C T Online Desk: BNP acting chairman Tarique Rahman has outlined a plan to strengthen women’s safety across digital and public life, arguing that Bangladesh cannot progress if women “live in fear.”
In a statement posted on his verified Facebook page on Thursday (November 20) — alongside a photo with his wife and daughter on his 61st birthday, he said technology’s reach has expanded opportunity but also risk, with many women facing harassment, intimidation, bullying and violence simply for speaking, studying, working or living freely.
“Women must be safe — online and offline, at home and outside, in their personal lives and professional journeys,” he wrote, presenting the programme as part of a future-focused, rights-based vision.
Rahman said the BNP would prioritise a national online safety system to let women rapidly report cyberbullying, threats and the exposure of personal data through a 24/7 hotline, an online portal and trained responders who act quickly and respectfully.

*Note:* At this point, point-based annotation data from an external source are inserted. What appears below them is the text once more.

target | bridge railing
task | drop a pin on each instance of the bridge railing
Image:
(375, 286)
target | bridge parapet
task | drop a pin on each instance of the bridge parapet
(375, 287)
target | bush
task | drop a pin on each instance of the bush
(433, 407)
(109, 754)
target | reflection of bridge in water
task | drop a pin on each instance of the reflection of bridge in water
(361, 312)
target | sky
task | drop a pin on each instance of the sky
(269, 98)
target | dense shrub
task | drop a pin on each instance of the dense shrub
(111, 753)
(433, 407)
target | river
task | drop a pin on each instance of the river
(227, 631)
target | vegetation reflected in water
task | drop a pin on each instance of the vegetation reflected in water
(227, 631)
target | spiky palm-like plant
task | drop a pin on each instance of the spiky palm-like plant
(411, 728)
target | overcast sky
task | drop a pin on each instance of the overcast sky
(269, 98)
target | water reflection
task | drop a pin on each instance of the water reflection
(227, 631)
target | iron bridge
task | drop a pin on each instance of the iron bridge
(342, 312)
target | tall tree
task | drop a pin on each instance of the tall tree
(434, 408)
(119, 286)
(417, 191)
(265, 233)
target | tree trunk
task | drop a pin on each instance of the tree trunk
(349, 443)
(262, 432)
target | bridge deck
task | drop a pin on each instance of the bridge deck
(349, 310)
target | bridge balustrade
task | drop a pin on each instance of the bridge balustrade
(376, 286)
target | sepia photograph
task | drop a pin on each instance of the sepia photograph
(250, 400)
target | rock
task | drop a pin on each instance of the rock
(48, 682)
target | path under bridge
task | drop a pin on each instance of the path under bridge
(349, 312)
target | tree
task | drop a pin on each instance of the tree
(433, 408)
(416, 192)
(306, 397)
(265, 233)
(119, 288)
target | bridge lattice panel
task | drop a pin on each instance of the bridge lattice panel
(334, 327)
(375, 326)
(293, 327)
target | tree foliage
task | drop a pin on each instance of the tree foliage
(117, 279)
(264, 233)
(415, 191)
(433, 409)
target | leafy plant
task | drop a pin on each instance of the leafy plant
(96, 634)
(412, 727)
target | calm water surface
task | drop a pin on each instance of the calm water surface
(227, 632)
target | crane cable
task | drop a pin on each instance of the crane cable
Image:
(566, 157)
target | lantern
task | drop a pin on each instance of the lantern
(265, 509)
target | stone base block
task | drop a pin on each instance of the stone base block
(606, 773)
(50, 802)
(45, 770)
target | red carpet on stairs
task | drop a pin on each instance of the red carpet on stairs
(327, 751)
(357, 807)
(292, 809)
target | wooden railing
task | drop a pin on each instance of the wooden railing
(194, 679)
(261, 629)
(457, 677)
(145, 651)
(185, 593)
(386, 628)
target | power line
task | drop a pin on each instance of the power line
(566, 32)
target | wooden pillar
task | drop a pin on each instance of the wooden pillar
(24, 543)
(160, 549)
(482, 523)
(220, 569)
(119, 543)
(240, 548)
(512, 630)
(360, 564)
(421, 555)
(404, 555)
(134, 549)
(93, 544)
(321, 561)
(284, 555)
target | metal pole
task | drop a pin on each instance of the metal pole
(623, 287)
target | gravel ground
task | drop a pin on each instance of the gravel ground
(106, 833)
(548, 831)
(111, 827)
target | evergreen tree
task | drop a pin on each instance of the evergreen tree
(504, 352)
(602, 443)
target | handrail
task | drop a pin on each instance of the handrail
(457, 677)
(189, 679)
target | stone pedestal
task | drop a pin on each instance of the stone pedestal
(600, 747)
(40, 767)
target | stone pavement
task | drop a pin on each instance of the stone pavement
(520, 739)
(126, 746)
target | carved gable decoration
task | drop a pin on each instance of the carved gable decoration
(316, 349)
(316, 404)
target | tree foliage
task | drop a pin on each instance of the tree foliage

He called for clear protection protocols for women in public life so journalists, workers, students and community leaders who face attacks can access swift legal and digital assistance and lodge complaints safely, ensuring no woman is silenced for participating in civic life.
Education is another pillar: practical digital-security skills would be embedded in school and university orientations, with trained teachers serving as focal points and annual awareness campaigns to help young people navigate online spaces with confidence.
At the community level, Tarique Rahman proposed measures to deter violence and harassment in everyday settings — including help desks, safer transport routes, improved street lighting and trauma-sensitive responders — to make public spaces genuinely safer for women.
He also urged a nationwide push to expand women’s leadership, from classrooms to workplaces, through leadership training and mentoring networks designed to enable women to contribute fully in decision-making roles.
“Whatever our politics, religion, ethnicity or gender, we should unite around one truth,” he said. “Bangladesh must be a place where women are safe, supported and empowered.”
He called for collective action to turn that vision into reality “for our daughters and future generations.”